[llvm] r287014 - Revert r286999 which caused buildbot test failures. Some testcases need to be made target specific.

Wed Nov 30 12:59:54 PST 2016

Ping.

On Tue, Nov 22, 2016 at 9:37 AM, Wei Mi <wmi at google.com> wrote:
> Hi Renato,
>
> Any comments about the test modification?
>
> Thanks,
> Wei.
>
>
> On Thu, Nov 17, 2016 at 10:03 AM, Wei Mi <wmi at google.com> wrote:
>> Hi,
>>
>> I found a simpler way to make the test remain valid. By changing the
>> %indvars.iv from the last index of an array to the second last index,
>> LSR will not use reg({0,+,1}<nuw><nsw><%for.body4.us>) in the LSR use
>> of array address below (The second LSR Use in the trace) because
>> otherwise it needs to use one more register.

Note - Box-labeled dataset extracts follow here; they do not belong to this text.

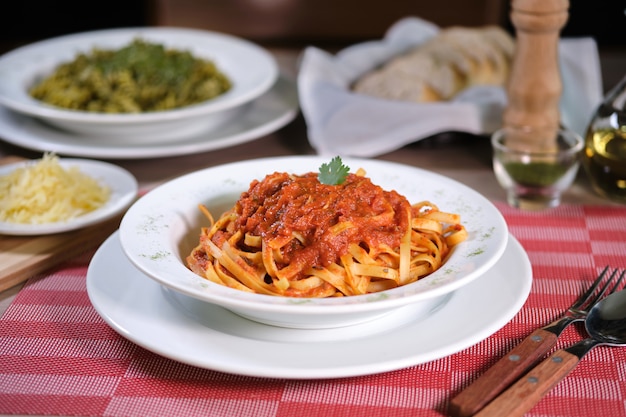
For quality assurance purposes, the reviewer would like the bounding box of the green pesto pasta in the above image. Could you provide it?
[29,39,232,113]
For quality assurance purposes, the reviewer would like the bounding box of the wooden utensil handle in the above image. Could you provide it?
[475,350,580,417]
[448,329,557,417]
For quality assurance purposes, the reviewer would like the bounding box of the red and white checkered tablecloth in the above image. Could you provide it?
[0,204,626,417]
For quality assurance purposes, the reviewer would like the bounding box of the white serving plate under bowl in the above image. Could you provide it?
[0,27,278,143]
[120,156,508,329]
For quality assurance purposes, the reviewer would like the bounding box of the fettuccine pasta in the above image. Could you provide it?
[186,170,467,297]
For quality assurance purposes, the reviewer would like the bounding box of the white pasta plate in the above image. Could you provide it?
[120,156,508,329]
[0,27,278,143]
[0,158,138,236]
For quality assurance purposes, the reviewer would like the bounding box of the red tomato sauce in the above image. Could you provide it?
[230,173,410,267]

As a result,
>> reg({0,+,1}<nuw><nsw><%for.body4.us>) will only be used in the Basic
>> LSR Use, not being involved in the address calculation, so it can stay
>> as an int32 variable and the test will still be valid.
>>
>> Do you think it makes sense to change the testcase like this?
>>
>> The LSR trace after changing the testcase:
>> The chosen solution requires 2 regs, with addrec cost 2, plus 1 setup cost:
>>   LSR Use: Kind=Basic, Offsets={0}, widest fixup type: i32
>>     reg({0,+,1}<nuw><nsw><%for.body4.us>)  ### InsertInitialFormula ###
>>   LSR Use: Kind=Address of i8 in addrspace(0), Offsets={0,0}, widest
>> fixup type: i8*
>>     reg({(%inv + %a)<nsw>,+,8}<nw><%for.body4.us>)  ### InsertInitialFormula ###
>>
>> Index: test/CodeGen/AArch64/eliminate-trunc.ll
>> ===================================================================
>> --- test/CodeGen/AArch64/eliminate-trunc.ll (revision 286999)

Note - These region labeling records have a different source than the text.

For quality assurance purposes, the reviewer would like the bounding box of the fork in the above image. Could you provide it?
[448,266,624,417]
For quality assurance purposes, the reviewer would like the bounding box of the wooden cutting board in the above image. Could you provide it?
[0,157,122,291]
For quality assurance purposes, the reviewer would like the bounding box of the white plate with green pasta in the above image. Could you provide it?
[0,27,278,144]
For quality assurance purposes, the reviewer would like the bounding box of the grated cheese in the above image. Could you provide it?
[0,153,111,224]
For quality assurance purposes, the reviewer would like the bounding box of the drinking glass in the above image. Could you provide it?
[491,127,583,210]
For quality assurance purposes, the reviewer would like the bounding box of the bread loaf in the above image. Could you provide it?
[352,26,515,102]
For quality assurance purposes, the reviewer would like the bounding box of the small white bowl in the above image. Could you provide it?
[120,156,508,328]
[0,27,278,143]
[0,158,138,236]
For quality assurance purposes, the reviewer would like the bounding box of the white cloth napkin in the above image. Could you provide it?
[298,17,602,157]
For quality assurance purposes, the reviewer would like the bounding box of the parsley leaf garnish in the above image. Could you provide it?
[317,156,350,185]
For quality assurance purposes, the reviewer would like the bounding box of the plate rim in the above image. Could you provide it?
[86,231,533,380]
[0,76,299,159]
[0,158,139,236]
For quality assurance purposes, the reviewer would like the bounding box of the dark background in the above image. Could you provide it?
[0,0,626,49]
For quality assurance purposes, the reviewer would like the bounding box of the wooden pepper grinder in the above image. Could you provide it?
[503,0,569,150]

>> +++ test/CodeGen/AArch64/eliminate-trunc.ll (working copy)
>> @@ -1,39 +1,39 @@
>>  ; RUN: llc -verify-machineinstrs -o - %s
>> -mtriple=aarch64-none-apple-ios7.0 -mcpu=cyclone | FileCheck %s
>>
>>  ; Check  trunc i64 operation is translated as a subregister access
>>  ; eliminating an i32 induction varible.
>>
>>  ; CHECK-NOT: add {{x[0-9]+}}, {{x[0-9]+}}, #1
>>  ; CHECK: add {{w[0-9]+}}, {{w[0-9]+}}, #1
>>  ; CHECK-NEXT: cmp {{w[0-9]+}}, {{w[0-9]+}}
>> -define void @test1_signed([8 x i8]* nocapture %a, i8* nocapture
>> readonly %box, i8 %limit) minsize {
>> +define void @test1_signed([8 x i8]* nocapture %a, i8* nocapture
>> readonly %box, i8 %limit, i64 %inv) minsize {
>>  entry:
>>    %conv = zext i8 %limit to i32
>>    %cmp223 = icmp eq i8 %limit, 0
>>    br i1 %cmp223, label %for.end15, label %for.body4.lr.ph.us
>>
>>  for.body4.us:
>>    %indvars.iv = phi i64 [ 0, %for.body4.lr.ph.us ], [
>> %indvars.iv.next, %for.body4.us ]
>> -  %arrayidx6.us = getelementptr inbounds [8 x i8], [8 x i8]* %a, i64
>> %indvars.iv26, i64 %indvars.iv
>> +  %arrayidx6.us = getelementptr inbounds [8 x i8], [8 x i8]* %a, i64
>> %indvars.iv, i64 %inv
>>    %0 = load i8, i8* %arrayidx6.us, align 1
>>    %idxprom7.us = zext i8 %0 to i64
>>    %arrayidx8.us = getelementptr inbounds i8, i8* %box, i64 %idxprom7.us
>>    %1 = load i8, i8* %arrayidx8.us, align 1
>>    store i8 %1, i8* %arrayidx6.us, align 1
>>    %indvars.iv.next = add nuw nsw i64 %indvars.iv, 1
>>    %2 = trunc i64 %indvars.iv.next to i32
>>    %cmp2.us = icmp slt i32 %2, %conv
>>    br i1 %cmp2.us, label %for.body4.us, label %for.cond1.for.inc13_crit_edge.us
>>
>>  for.body4.lr.ph.us:
>>    %indvars.iv26 = phi i64 [ %indvars.iv.next27,
>> %for.cond1.for.inc13_crit_edge.us ], [ 0, %entry ]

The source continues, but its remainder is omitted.